The farm keeps a flock of 30 – 70 chickens. During the Winter, they reside in their “permanent coop” next to the Farm Stand, but during the warmer months, you’ll see them in their mobile coops, moving every couple of days around the farm. And while the chickens do have a pen where they are fenced in (the white netted fencing is electric, so don’t touch!), many of our chickens prefer to roam the greater farm and fly over their enclosures, so you may see completely “free ranging” chickens during your visit. This is totally OK and natural (they rarely venture too far away from the pen and they always come back to it at night).
These chickens serve the farm by laying eggs, providing poop for our compost, and aerating the fields by scratching and digging in the ground. They can also be destructive to crops and seedlings, so we have to be careful to move them before they can get into trouble.
We have a small herd of goats – a bit of a rag-tag bunch. We have three female Boer goats (the brown and white ones), two male Nigerian dwarf goats (the black and cream colored ones), and two male Saanen mix breed goats. These goats have become a real attraction for many folks who love to come and watch their antics and get to learn their personalities. We keep these goats to help educate youth and adults who come to our programs about farm animals and ruminants. We also have been incorporating them into our agroforestry plan to help us cultivate and promote healthy forests and fields.
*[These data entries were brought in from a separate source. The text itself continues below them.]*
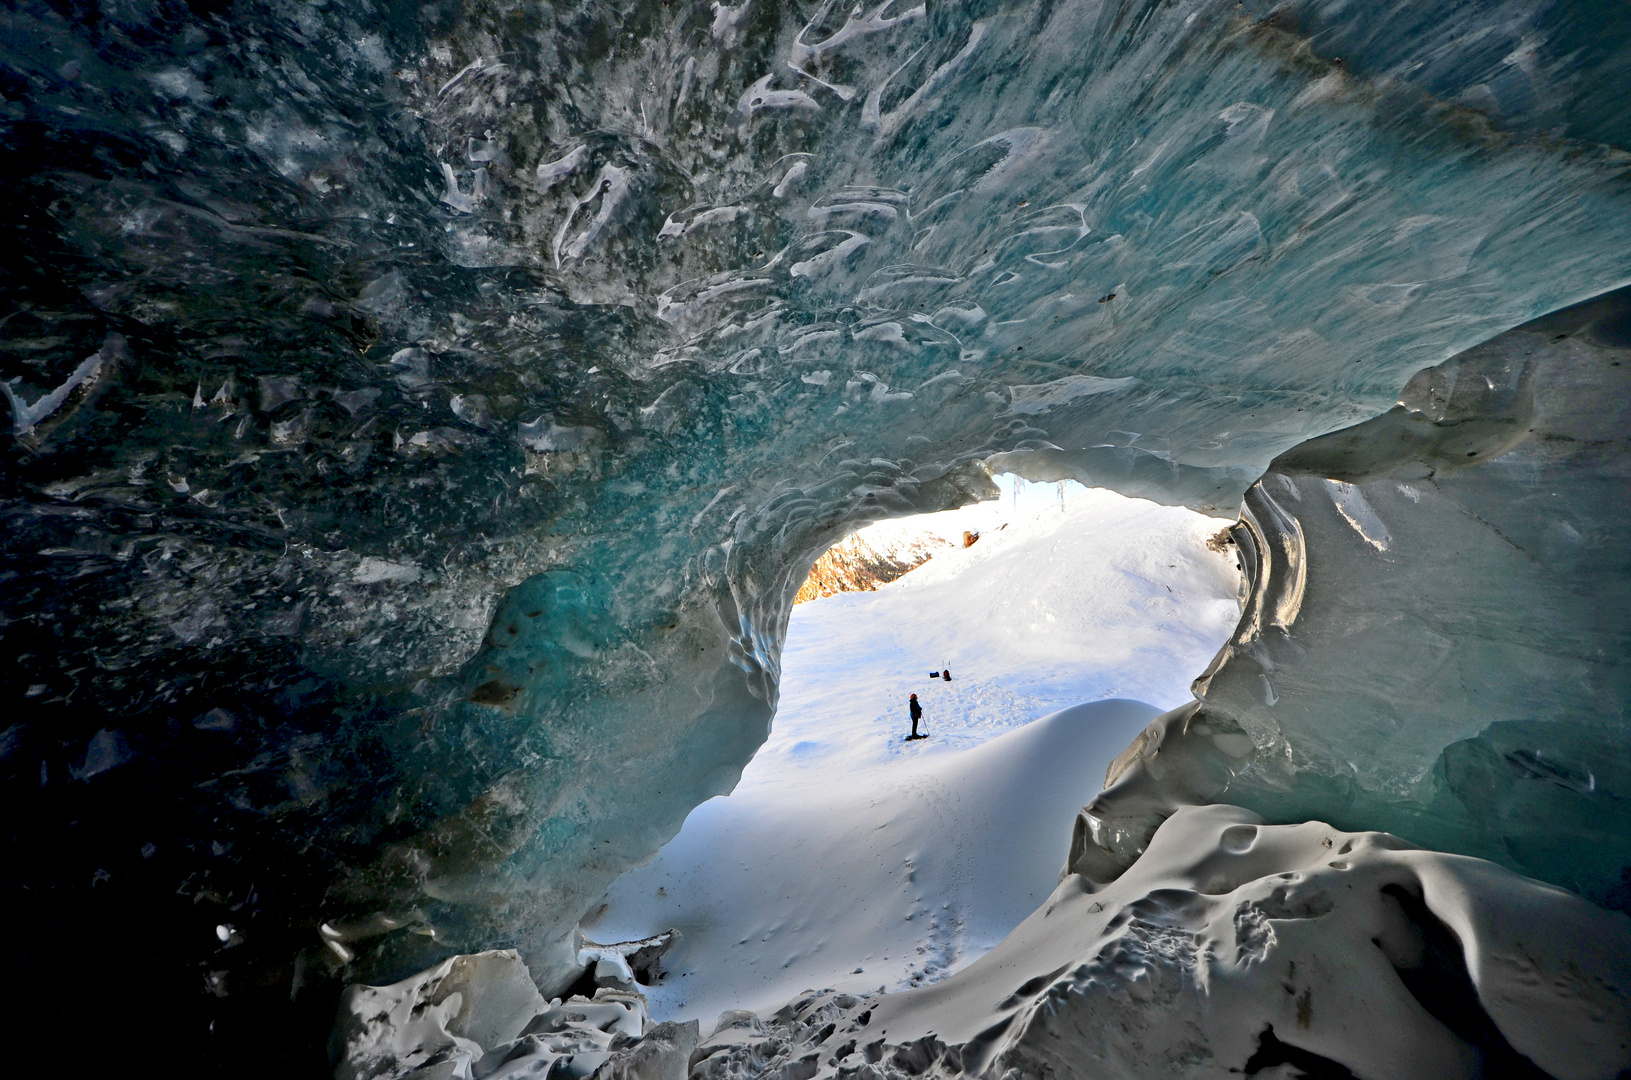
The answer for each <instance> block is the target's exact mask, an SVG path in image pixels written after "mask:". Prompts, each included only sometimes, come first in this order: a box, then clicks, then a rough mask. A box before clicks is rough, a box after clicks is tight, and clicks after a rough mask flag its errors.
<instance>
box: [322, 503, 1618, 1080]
mask: <svg viewBox="0 0 1631 1080" xmlns="http://www.w3.org/2000/svg"><path fill="white" fill-rule="evenodd" d="M1000 480H1001V483H1003V491H1005V494H1003V498H1001V499H998V501H995V502H987V504H979V506H974V507H967V509H964V511H953V512H946V514H936V516H928V517H920V519H907V520H902V522H886V524H882V525H874V527H871V529H869V530H866V535H863V537H861V540H860V542H856V543H853V545H851V548H853V550H855V551H861V553H863V556H866V553H873V555H876V553H900V551H907V553H908V558H905V560H902V561H912V560H917V558H918V556H920V555H922V553H923V551H925V550H931V551H933V556H931V558H928V560H926V561H922V564H920V566H918V568H917V569H912V571H910V573H905V574H904V576H900V578H899V579H895V581H892V582H889V584H884V586H881V587H876V582H873V584H874V591H866V592H845V594H840V595H830V597H825V599H819V600H814V602H809V604H801V605H799V607H798V609H796V610H794V615H793V618H791V625H789V630H788V643H786V651H785V656H783V666H785V671H783V682H781V702H780V706H778V713H776V718H775V728H773V731H771V734H770V739H768V741H767V742H765V746H763V747H762V749H760V750H758V754H757V755H755V759H754V760H752V764H750V765H749V767H747V770H745V772H744V775H742V780H740V783H739V785H737V788H736V791H734V793H732V795H729V796H721V798H714V799H711V801H708V803H705V804H703V806H700V808H696V811H695V812H693V814H692V816H690V819H688V821H687V822H685V827H683V830H682V832H680V834H678V835H677V837H675V839H674V840H672V842H670V843H667V845H665V847H664V848H662V850H661V852H659V853H657V856H656V858H654V860H652V861H651V863H648V865H646V866H643V868H639V870H634V871H631V873H628V874H625V876H623V878H620V879H618V881H617V883H615V884H613V886H612V887H610V891H608V892H607V896H605V901H603V902H602V904H600V905H599V907H597V909H595V910H594V912H590V917H589V920H586V923H584V933H586V935H589V936H592V938H594V940H595V941H626V945H613V946H603V945H594V943H590V941H587V938H586V948H584V949H582V953H581V963H586V964H587V966H589V969H587V974H586V977H584V982H582V984H579V985H577V987H574V989H576V990H581V994H579V995H576V997H572V995H568V997H566V998H564V1000H563V998H556V1000H553V1002H545V1000H543V998H541V997H537V995H528V994H527V992H530V990H532V985H530V982H527V980H525V977H524V976H525V967H524V966H522V963H520V959H519V958H515V954H512V953H502V954H501V953H484V954H480V956H471V958H462V959H460V961H458V963H457V964H455V963H453V961H449V963H445V964H442V966H440V967H435V969H432V971H429V972H424V974H421V976H418V977H416V979H409V980H406V982H403V984H396V985H393V987H354V989H352V990H351V994H349V997H347V1000H346V1005H344V1008H343V1016H341V1026H339V1034H341V1036H343V1042H344V1047H346V1052H344V1059H343V1064H341V1069H339V1073H338V1075H339V1077H343V1080H382V1078H385V1077H391V1078H396V1077H414V1078H419V1080H429V1078H431V1077H439V1078H440V1077H460V1078H468V1080H484V1078H488V1080H491V1078H506V1080H507V1078H511V1077H551V1078H555V1077H595V1078H597V1080H610V1078H613V1077H620V1078H630V1080H659V1078H661V1080H682V1078H683V1077H692V1078H693V1080H771V1078H773V1080H811V1078H827V1077H830V1078H833V1080H837V1078H840V1077H842V1078H853V1080H904V1078H907V1077H943V1078H951V1077H982V1078H987V1080H1031V1078H1054V1077H1127V1078H1147V1077H1194V1078H1217V1080H1223V1078H1225V1077H1240V1075H1251V1077H1277V1078H1280V1077H1284V1078H1288V1077H1303V1075H1313V1077H1375V1078H1398V1077H1421V1078H1424V1080H1427V1078H1432V1080H1440V1078H1460V1077H1466V1078H1468V1080H1471V1078H1474V1077H1538V1075H1551V1077H1558V1078H1559V1080H1592V1078H1602V1080H1608V1078H1611V1077H1616V1075H1620V1073H1621V1070H1623V1069H1626V1067H1628V1065H1631V1013H1628V1000H1631V998H1628V994H1626V989H1628V987H1631V966H1628V958H1631V923H1628V920H1624V918H1623V917H1621V915H1616V914H1610V912H1603V910H1602V909H1597V907H1593V905H1592V904H1589V902H1585V901H1582V899H1580V897H1577V896H1574V894H1571V892H1566V891H1561V889H1556V887H1553V886H1546V884H1541V883H1536V881H1532V879H1528V878H1522V876H1518V874H1515V873H1512V871H1507V870H1504V868H1501V866H1496V865H1492V863H1487V861H1481V860H1476V858H1466V856H1458V855H1442V853H1435V852H1427V850H1421V848H1416V847H1412V845H1409V843H1406V842H1403V840H1399V839H1396V837H1393V835H1388V834H1383V832H1349V830H1342V829H1334V827H1331V825H1328V824H1324V822H1318V821H1310V822H1303V824H1285V825H1275V824H1267V822H1266V821H1264V819H1262V817H1259V816H1256V814H1253V812H1251V811H1246V809H1240V808H1235V806H1228V804H1210V806H1207V804H1205V803H1209V801H1210V799H1212V798H1215V795H1217V791H1220V790H1222V788H1220V786H1218V780H1217V778H1218V777H1220V775H1227V772H1228V768H1227V767H1233V768H1238V767H1240V765H1238V760H1240V759H1241V755H1243V754H1246V752H1248V750H1249V749H1251V746H1253V744H1251V739H1248V737H1246V736H1244V734H1241V733H1240V731H1236V729H1231V728H1228V726H1227V723H1225V721H1218V719H1210V718H1207V716H1204V715H1202V713H1199V711H1197V708H1199V705H1197V703H1196V702H1194V700H1192V698H1191V685H1189V684H1191V679H1192V677H1194V675H1196V674H1197V672H1202V671H1204V669H1205V667H1207V661H1209V659H1210V657H1212V656H1213V654H1215V653H1217V651H1218V648H1220V646H1223V643H1225V641H1227V640H1230V633H1231V630H1233V628H1235V623H1236V620H1238V618H1240V612H1241V599H1240V597H1241V574H1240V571H1238V568H1236V561H1235V560H1236V555H1235V551H1233V547H1230V545H1227V543H1220V542H1218V530H1220V527H1222V525H1223V522H1220V520H1217V519H1209V517H1202V516H1199V514H1194V512H1191V511H1184V509H1174V507H1161V506H1155V504H1150V502H1142V501H1135V499H1124V498H1120V496H1112V494H1107V493H1103V491H1086V489H1083V488H1080V486H1076V485H1068V491H1067V489H1065V488H1059V489H1057V491H1055V488H1054V486H1045V488H1031V489H1026V488H1024V485H1023V483H1021V485H1018V488H1019V489H1018V491H1016V489H1014V485H1013V481H1011V478H1000ZM966 532H967V533H977V535H979V540H977V542H975V543H972V545H967V547H964V543H962V535H964V533H966ZM863 587H866V586H863ZM941 672H949V674H951V680H949V682H948V680H944V679H941V677H939V674H941ZM908 693H917V697H918V700H920V702H922V705H923V710H925V716H923V728H925V729H926V733H928V736H930V737H928V739H922V741H907V739H905V734H907V731H908V724H910V719H908V716H907V711H905V698H907V695H908ZM1147 702H1148V703H1147ZM1186 702H1187V703H1186ZM1161 710H1171V711H1166V713H1163V711H1161ZM1101 777H1103V778H1104V783H1103V785H1101V783H1099V778H1101ZM1083 808H1085V809H1083ZM1073 822H1075V829H1073V827H1072V825H1073ZM1062 863H1063V870H1062ZM1584 943H1590V946H1589V948H1585V946H1584ZM590 984H594V985H590ZM590 995H592V997H590ZM476 998H481V1000H488V1002H493V1005H484V1007H481V1008H484V1010H486V1020H484V1021H481V1020H480V1018H478V1013H480V1011H481V1010H475V1011H473V1010H471V1007H470V1002H471V1000H476ZM501 1013H502V1015H501ZM716 1018H718V1020H716ZM483 1025H484V1026H483ZM703 1031H711V1034H708V1036H706V1038H701V1033H703ZM1536 1069H1538V1070H1543V1072H1536Z"/></svg>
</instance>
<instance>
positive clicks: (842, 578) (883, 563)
mask: <svg viewBox="0 0 1631 1080" xmlns="http://www.w3.org/2000/svg"><path fill="white" fill-rule="evenodd" d="M949 547H953V545H951V542H948V540H944V538H943V537H938V535H935V533H931V532H922V533H900V532H899V530H891V532H889V533H882V532H879V530H873V529H863V530H860V532H851V533H850V535H848V537H845V538H843V540H840V542H838V543H835V545H832V548H829V550H827V553H825V555H822V556H820V558H819V560H816V564H814V566H811V574H809V578H806V579H804V584H802V586H799V592H798V595H796V597H794V599H793V602H794V604H804V602H806V600H819V599H820V597H827V595H837V594H840V592H873V591H876V589H877V587H881V586H887V584H889V582H891V581H894V579H897V578H900V576H902V574H907V573H910V571H913V569H917V568H918V566H922V564H923V563H926V561H930V560H931V558H933V556H935V553H936V551H939V550H943V548H949Z"/></svg>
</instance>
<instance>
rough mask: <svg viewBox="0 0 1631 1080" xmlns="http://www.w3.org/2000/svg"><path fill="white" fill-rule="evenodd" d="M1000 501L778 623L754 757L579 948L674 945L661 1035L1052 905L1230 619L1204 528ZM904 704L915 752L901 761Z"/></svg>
mask: <svg viewBox="0 0 1631 1080" xmlns="http://www.w3.org/2000/svg"><path fill="white" fill-rule="evenodd" d="M1003 486H1005V494H1003V498H1001V499H997V501H993V502H983V504H979V506H974V507H964V509H961V511H951V512H948V514H935V516H928V517H918V519H910V520H905V522H886V524H881V525H874V527H873V529H874V530H879V532H887V530H935V532H939V533H941V535H946V537H949V538H956V542H957V543H959V545H961V540H962V532H964V530H979V532H980V533H982V535H980V540H979V542H977V543H975V545H974V547H970V548H962V547H956V548H953V550H949V551H944V553H941V555H936V556H935V558H933V560H930V561H928V563H926V564H925V566H922V568H918V569H917V571H913V573H910V574H907V576H905V578H902V579H899V581H895V582H892V584H889V586H886V587H882V589H879V591H877V592H863V594H845V595H837V597H830V599H824V600H816V602H809V604H801V605H799V607H798V609H794V613H793V622H791V625H789V628H788V643H786V651H785V654H783V680H781V703H780V708H778V713H776V719H775V728H773V731H771V736H770V741H768V742H767V744H765V746H763V747H762V749H760V752H758V754H757V755H755V759H754V760H752V764H750V765H749V768H747V770H745V772H744V775H742V781H740V785H739V786H737V790H736V791H734V793H732V795H731V796H729V798H718V799H711V801H708V803H705V804H703V806H700V808H696V809H695V811H693V812H692V816H690V819H688V821H687V822H685V829H683V830H682V832H680V835H678V837H675V839H674V840H672V842H670V843H669V845H667V847H664V848H662V852H659V853H657V856H656V858H654V860H652V861H651V863H649V865H646V866H644V868H641V870H636V871H633V873H630V874H625V876H623V878H621V879H618V881H617V883H615V884H613V887H612V889H610V891H608V896H607V905H605V907H603V909H602V910H600V912H599V914H597V915H595V917H594V918H592V920H590V922H589V923H586V932H587V933H589V935H590V936H592V938H595V940H599V941H617V940H626V938H639V936H646V935H649V933H652V932H659V930H665V928H669V927H675V928H678V930H680V933H682V935H683V940H682V941H680V943H678V945H677V946H675V948H674V951H670V953H669V956H667V958H664V971H665V972H667V974H665V977H664V979H662V982H661V984H659V985H656V987H651V989H649V990H648V994H649V997H651V1007H652V1013H654V1015H656V1016H657V1018H698V1020H701V1021H703V1026H705V1029H708V1028H709V1026H711V1025H713V1021H714V1018H716V1016H718V1015H719V1013H721V1011H723V1010H727V1008H752V1010H765V1008H775V1007H778V1005H781V1003H783V1002H786V1000H788V998H791V997H793V995H796V994H798V992H799V990H804V989H811V987H837V989H850V990H877V989H879V987H887V989H891V990H894V989H899V987H907V985H920V984H925V982H933V980H936V979H939V977H943V976H946V974H948V972H951V971H956V969H959V967H962V966H966V964H969V963H972V961H974V959H977V958H979V956H980V954H983V953H985V951H987V949H990V948H992V946H993V945H997V943H998V941H1000V940H1001V938H1003V936H1005V935H1006V933H1008V932H1010V930H1011V928H1013V927H1014V925H1018V923H1019V922H1021V920H1023V918H1024V917H1026V915H1029V914H1031V912H1032V910H1034V909H1036V905H1037V904H1041V902H1042V901H1044V899H1045V897H1047V896H1049V892H1050V891H1052V889H1054V884H1055V879H1057V874H1059V868H1060V863H1062V861H1063V856H1065V848H1067V843H1068V839H1070V827H1072V821H1073V817H1075V811H1076V809H1078V808H1080V806H1081V804H1085V803H1086V801H1090V799H1091V798H1093V796H1094V795H1096V793H1098V790H1099V785H1101V781H1103V778H1104V768H1106V765H1107V764H1109V760H1111V759H1114V757H1116V755H1117V754H1119V752H1120V750H1122V749H1125V746H1127V744H1129V741H1130V739H1132V737H1134V736H1135V734H1137V733H1138V731H1140V729H1142V728H1143V726H1145V724H1147V723H1148V719H1150V718H1151V716H1155V715H1156V713H1158V711H1161V710H1166V708H1173V706H1176V705H1181V703H1184V702H1187V700H1189V682H1191V679H1194V677H1196V675H1197V674H1199V672H1200V671H1202V669H1204V667H1205V664H1207V661H1209V659H1210V657H1212V654H1213V653H1215V651H1217V649H1218V646H1220V644H1222V643H1223V640H1225V638H1227V636H1228V633H1230V630H1233V626H1235V622H1236V618H1238V613H1240V609H1238V602H1236V586H1238V579H1240V576H1238V571H1236V568H1235V563H1233V555H1218V553H1213V551H1209V550H1207V547H1205V540H1207V538H1209V537H1212V535H1215V533H1217V532H1218V530H1220V529H1222V527H1223V525H1225V522H1220V520H1217V519H1210V517H1202V516H1199V514H1192V512H1189V511H1182V509H1173V507H1161V506H1155V504H1151V502H1143V501H1137V499H1124V498H1120V496H1116V494H1109V493H1104V491H1086V489H1083V488H1080V486H1075V485H1070V486H1068V488H1070V489H1068V491H1065V493H1063V494H1062V496H1060V494H1059V493H1057V491H1055V488H1054V485H1047V486H1044V488H1037V486H1031V488H1029V489H1028V488H1026V486H1024V485H1018V489H1016V485H1014V483H1013V481H1011V478H1003ZM881 540H884V538H882V537H881ZM939 669H951V674H953V680H951V682H949V684H946V682H941V680H938V679H930V677H928V672H930V671H939ZM908 693H917V695H918V700H920V702H922V703H923V710H925V728H926V731H928V733H930V736H931V737H930V739H925V741H920V742H904V736H905V733H907V731H908V726H910V721H908V719H907V695H908ZM1032 721H1034V723H1032Z"/></svg>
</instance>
The goats home base is in the tall fenced-in structure (wooden fence posts), but we often take them out to forage to add variety to their diets and to help us cut back invasive plants. You may see them behind white netted fencing (this fence is electrified so don’t touch!) which means they are “at work” – please do not feed them when they are “at work”.
We keep 4-5 hives of honey bees at the farm to help with the crucial task of pollinating our crops (although there are many different species that pollinate, not just honey bees!). Currently they are located next to the woodshed near our farm pond. Just give the hives a little bit of space, but feel free to watch the amazing activity of these bees.
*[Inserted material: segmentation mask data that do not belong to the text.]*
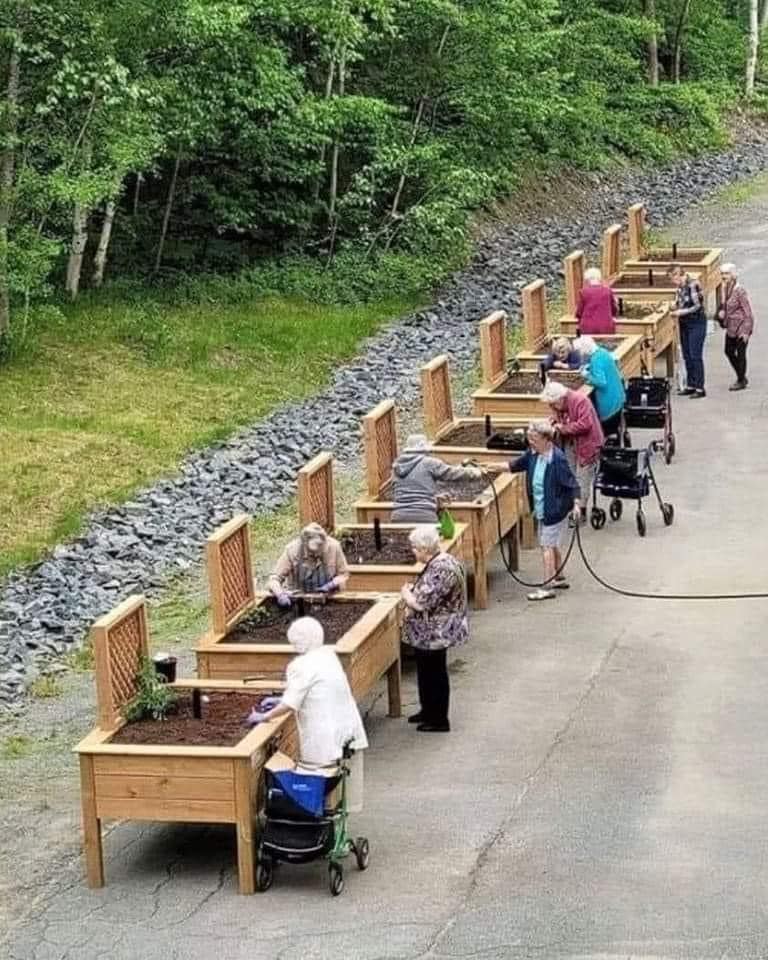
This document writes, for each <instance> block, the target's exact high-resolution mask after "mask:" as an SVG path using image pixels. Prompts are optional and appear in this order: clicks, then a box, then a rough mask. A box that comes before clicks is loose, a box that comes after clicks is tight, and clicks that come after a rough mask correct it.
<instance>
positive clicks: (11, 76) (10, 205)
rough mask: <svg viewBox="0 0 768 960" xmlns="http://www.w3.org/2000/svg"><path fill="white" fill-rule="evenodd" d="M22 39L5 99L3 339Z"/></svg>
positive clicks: (4, 123) (12, 201)
mask: <svg viewBox="0 0 768 960" xmlns="http://www.w3.org/2000/svg"><path fill="white" fill-rule="evenodd" d="M20 39H21V38H20V37H19V36H18V35H16V34H13V35H12V40H11V43H12V46H11V55H10V59H9V62H8V86H7V88H6V97H5V123H4V124H3V127H4V129H3V134H4V139H5V150H4V151H3V154H2V158H1V159H0V337H2V336H4V335H5V334H7V333H8V331H9V330H10V327H11V289H10V286H11V278H10V267H9V263H8V228H9V227H10V224H11V207H12V204H13V178H14V172H15V167H16V136H17V133H18V128H19V116H18V108H19V75H20V72H21V54H20V52H19V48H20V46H21V44H20V42H19V41H20Z"/></svg>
We do harvest honey from them once or twice a year, depending on how productive the bees have been. We always try to leave them plenty of honey for their energy stores for winter time – you never want to take too much! Our honey harvests are relatively small, so jars of our honey are available on a limited basis. We are also working with another local beekeeper to keep hives on another location at the farm to promote a healthier ecosystem and more honey production.
We have a couple of farm dogs on site who help protect our other animals from predators (coyotes, hawks, etc.) and cut down pest problems (rodents love eating all of our seedlings and delicious produce). The farm dogs know the farm fields and where they should and should not go. You may see them off leash as they patrol the grounds – they are working.
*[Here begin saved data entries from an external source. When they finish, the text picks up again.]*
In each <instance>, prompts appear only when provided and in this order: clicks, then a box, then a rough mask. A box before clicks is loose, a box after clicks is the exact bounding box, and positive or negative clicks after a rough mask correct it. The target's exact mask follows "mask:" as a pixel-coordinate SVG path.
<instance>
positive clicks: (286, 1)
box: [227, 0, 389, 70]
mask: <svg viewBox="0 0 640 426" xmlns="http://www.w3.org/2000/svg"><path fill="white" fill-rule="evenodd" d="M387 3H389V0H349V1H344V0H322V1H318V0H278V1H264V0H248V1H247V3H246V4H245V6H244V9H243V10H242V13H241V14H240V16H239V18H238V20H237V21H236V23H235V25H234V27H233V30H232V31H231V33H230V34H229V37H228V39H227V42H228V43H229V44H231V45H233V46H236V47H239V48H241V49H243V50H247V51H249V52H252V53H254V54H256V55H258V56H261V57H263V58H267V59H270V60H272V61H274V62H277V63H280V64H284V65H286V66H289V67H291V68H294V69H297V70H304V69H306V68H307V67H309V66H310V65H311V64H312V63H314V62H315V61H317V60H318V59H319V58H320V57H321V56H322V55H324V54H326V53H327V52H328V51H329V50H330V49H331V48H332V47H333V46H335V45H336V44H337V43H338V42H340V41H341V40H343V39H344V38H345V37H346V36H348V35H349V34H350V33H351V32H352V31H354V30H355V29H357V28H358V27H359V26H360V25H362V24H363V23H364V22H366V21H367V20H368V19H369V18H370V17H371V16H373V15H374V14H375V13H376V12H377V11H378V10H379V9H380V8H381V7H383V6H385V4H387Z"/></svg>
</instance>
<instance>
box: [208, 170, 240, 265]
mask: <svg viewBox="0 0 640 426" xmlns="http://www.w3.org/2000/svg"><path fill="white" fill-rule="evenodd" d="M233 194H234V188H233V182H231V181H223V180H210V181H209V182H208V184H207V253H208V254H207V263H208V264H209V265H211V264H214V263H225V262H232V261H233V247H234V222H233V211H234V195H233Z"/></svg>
Please ask permission before petting the farm dogs.
You may have noticed our gray tabby cat prowling around the farm (or checking out your cars…he seems to be obsessed with them). His name is Buddy, or Buddy Cat. We got him in the hopes that he’d take care of some of our rodents making trouble on the farm. He completes his work with varying degrees of success, but we all love him regardless. If you’re lucky, maybe he’ll come up and say hi to you!
In the past, we have raised sheep at the farm. But since our goat herd has grown, we are bumping up on the limits of what the land can sustain. In an effort not to overburden our important resources, we are not currently raising sheep.